Many business users now have better access to technology at home than they do at work, so the pressure is increasing on IT departments to support the use of personal devices for work purposes.

The iPhone leads the way, although other Android-based smartphones, Windows laptops and the iPad are not far behind.

This trend leads to considerably more complexity for IT departments to manage but CIOs also need to grapple with the legal and regulatory issues raised by the use of personal devices for work purposes.

These include the possible loss or theft of enterprise data, software licensing implications, the potential loss of intellectual property, the impact on HR laws and difficulties meeting compliance requirements.

As a result, many organisations have specific policies designed to cope with the move towards a bring-your-own-device (BYOD) system of technology provision.
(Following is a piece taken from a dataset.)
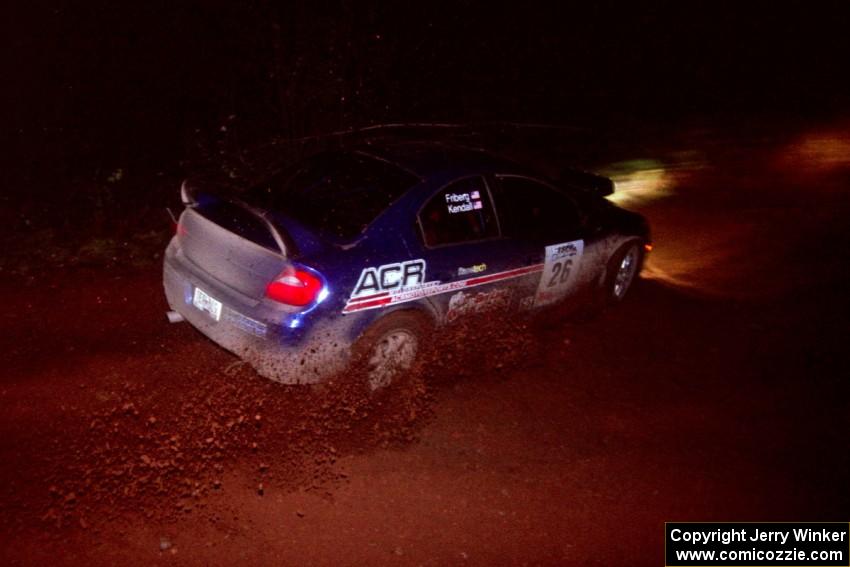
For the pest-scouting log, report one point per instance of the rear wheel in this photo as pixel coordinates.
(622, 270)
(388, 349)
Data issues: The most obvious legal concern stems from the challenge of ensuring data security on non-company equipment, which primarily arises from it being harder to keep track of where data may actually be and the difficulty of policing the use of personal devices.


Companies need to grapple with scenarios such as what happens if an employee puts corporate data into a non-corporate supported location like Dropbox or stores data on a device which is also used by their family.

If there's a security breach, what's the appropriate corporate response? Is it really practical to take the position that corporate data cannot be stored on personal devices?

Most countries have laws which require organisations to ensure against the implications of losing sensitive data.

This becomes significantly harder if the device on which that data is stored is not owned by the enterprise itself.

Most organisations employ encryption as standard and deploy remote-wipe capability, but the challenges of the data privacy implications of a BYOD world are not to be underestimated.

Many organisations understand that users, and the content they generate and consume, vary in the level of information sensitivity.

As a result, the approach taken needs to be nuanced to deal with individual users and types of device.